A Multiscale Framework for Deconstructing the Ecosystem Physical Template of High-Altitude Lakes

Springer Science and Business Media LLC - Tập 19 - Trang 1064-1079 - 2016
Dragos G. Zaharescu1,2,3, Peter S. Hooda3, Carmen I. Burghelea1,2, Antonio Palanca-Soler2
1Biosphere-2, University of Arizona, Tucson, USA
2Animal Biology and Ecology Department, Vigo University, Vigo, Spain
3School of Natural and Built Environments, Kingston University, London, UK

Tóm tắt

An ecosystem is generally sustained by a set of integrated physical elements forming a functional landscape unit—ecotope, which supplies nutrients, microclimate, and exchanges matter and energy with the wider environment. To better predict environmental change effects on ecosystems, particularly in critically sensitive regions such as high altitudes, it is imperative to recognise how their natural landscape heterogeneity works at different scales to shape habitats and sustain biotic communities prior to major changes. We conducted a comprehensive survey of catchment physical, geological and ecological properties of 380 high-altitude lakes and ponds in the axial Pyrenees at a variety of scales, to formulate and test an integrated model encompassing major flows and interactions that drive lake ecosystems.

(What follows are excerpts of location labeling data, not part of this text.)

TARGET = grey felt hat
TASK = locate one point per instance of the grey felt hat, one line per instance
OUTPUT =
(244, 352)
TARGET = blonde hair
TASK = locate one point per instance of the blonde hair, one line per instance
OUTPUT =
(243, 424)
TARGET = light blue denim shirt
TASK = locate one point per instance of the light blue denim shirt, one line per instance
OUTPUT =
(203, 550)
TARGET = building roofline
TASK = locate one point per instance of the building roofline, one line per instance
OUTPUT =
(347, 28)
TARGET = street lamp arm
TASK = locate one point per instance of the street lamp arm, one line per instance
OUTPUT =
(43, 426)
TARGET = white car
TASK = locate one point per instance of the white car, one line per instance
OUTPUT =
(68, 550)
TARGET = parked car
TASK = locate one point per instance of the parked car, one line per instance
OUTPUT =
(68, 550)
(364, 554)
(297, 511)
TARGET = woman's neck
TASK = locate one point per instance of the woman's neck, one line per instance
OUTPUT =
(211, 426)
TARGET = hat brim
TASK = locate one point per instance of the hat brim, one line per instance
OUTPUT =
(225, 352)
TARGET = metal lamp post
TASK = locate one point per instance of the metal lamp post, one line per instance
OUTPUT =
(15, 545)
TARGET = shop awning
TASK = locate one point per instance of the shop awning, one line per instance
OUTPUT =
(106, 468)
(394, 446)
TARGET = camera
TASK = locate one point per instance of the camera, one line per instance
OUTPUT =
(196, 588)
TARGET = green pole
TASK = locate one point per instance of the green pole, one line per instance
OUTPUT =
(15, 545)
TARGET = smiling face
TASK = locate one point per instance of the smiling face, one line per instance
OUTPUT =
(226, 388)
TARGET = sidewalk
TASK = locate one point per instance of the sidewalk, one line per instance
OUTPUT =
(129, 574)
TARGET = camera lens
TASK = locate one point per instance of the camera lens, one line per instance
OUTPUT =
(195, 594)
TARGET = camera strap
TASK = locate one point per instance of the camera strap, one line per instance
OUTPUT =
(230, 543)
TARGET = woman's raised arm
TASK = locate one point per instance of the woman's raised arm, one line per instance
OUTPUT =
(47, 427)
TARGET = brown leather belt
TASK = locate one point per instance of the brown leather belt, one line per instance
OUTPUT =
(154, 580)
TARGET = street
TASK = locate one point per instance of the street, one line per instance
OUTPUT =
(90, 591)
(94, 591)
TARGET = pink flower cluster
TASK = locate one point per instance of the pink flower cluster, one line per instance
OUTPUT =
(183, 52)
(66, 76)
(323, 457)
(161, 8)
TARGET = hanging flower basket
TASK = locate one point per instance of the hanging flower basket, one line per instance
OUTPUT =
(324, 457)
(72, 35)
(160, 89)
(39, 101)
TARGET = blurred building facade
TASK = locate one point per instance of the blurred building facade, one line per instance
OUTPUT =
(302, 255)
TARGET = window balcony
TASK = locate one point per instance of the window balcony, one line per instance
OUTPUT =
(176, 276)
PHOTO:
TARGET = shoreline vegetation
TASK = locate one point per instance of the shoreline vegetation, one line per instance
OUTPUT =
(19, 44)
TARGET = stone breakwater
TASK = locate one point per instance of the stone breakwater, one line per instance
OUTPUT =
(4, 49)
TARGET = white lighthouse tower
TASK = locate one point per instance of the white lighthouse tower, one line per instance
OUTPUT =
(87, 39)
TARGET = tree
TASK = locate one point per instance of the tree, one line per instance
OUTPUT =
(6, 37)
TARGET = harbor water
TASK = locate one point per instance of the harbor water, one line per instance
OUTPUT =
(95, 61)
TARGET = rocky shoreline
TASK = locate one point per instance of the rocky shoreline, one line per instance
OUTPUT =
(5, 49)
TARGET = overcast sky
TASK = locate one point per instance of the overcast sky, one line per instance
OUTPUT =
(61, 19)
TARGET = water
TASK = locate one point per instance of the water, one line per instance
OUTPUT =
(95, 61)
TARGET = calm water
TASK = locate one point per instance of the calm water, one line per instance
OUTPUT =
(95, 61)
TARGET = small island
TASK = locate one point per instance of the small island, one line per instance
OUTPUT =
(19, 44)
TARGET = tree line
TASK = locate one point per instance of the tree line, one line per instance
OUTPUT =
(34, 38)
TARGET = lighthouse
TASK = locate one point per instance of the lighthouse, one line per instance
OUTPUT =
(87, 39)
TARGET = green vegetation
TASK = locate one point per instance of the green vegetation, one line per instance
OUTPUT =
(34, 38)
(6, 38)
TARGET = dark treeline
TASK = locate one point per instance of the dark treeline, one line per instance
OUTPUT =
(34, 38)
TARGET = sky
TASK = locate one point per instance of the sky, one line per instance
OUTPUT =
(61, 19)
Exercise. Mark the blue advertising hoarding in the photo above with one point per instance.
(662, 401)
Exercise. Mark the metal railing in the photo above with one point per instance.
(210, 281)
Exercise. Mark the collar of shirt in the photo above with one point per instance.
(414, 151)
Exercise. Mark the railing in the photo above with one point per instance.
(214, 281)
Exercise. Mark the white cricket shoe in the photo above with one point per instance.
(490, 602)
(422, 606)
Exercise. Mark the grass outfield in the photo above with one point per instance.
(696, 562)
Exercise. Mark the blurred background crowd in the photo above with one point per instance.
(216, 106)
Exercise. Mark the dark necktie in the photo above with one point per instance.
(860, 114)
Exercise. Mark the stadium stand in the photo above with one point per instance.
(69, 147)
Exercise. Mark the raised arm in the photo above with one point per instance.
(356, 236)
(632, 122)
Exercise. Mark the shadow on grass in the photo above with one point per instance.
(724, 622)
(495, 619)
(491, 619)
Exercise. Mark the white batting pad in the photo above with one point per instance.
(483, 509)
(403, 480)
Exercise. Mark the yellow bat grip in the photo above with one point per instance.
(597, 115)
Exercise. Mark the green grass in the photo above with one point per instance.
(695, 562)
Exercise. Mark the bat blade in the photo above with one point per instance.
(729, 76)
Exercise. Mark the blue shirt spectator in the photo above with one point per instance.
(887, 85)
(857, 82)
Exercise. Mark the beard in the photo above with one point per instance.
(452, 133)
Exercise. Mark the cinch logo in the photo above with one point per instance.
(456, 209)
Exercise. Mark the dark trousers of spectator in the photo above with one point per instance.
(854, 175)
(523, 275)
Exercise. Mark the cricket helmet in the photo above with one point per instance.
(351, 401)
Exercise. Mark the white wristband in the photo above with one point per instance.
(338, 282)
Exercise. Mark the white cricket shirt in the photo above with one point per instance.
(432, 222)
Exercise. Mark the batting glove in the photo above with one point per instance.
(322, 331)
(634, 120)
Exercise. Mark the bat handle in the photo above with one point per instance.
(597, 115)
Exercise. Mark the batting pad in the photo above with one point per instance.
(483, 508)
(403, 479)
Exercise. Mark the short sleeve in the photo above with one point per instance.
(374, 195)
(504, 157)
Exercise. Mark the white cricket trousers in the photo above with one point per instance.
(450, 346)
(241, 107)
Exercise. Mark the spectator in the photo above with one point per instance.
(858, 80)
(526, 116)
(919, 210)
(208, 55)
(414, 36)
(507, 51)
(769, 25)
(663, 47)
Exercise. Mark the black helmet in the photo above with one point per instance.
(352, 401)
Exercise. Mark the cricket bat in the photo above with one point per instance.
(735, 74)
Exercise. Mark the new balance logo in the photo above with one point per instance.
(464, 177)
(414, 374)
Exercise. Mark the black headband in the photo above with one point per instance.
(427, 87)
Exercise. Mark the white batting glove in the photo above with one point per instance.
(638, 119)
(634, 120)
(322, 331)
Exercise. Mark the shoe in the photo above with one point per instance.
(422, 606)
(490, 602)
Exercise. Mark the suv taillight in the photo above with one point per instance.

Three composite drivers encompassed most of the variability in lake catchment characteristics. In order of total percentage of variance explained, they were (i) hydrology/hydrodynamics—responsible for type and discharge of inlets/outlets, and for waterbody size; (ii) bedrock geomorphology, summarising geology, slope and fractal order—all dictating vegetation cover of catchment slope and lake shore, and the presence of aquatic vegetation; and (iii) topography, that is, catchment formation type—driving lakes connectivity, and the presence of summer snow deposits. Although driver (i) appeared to be local, (ii) and (iii) showed gradient changes along altitude and latitude. These three drivers differentiated several lake ecotopes based on their landscape similarities. The three-driver model was successfully tested on a riparian vegetation composition dataset, further illustrating the validity and fundamental nature of the concept. The findings inform on the relative contribution of scale-dependent catchment physical elements to lake ecotope and ecosystem formation in high-altitude lakes, which should be considered in any assessment of potentially major deleterious effects due to environmental/climate change.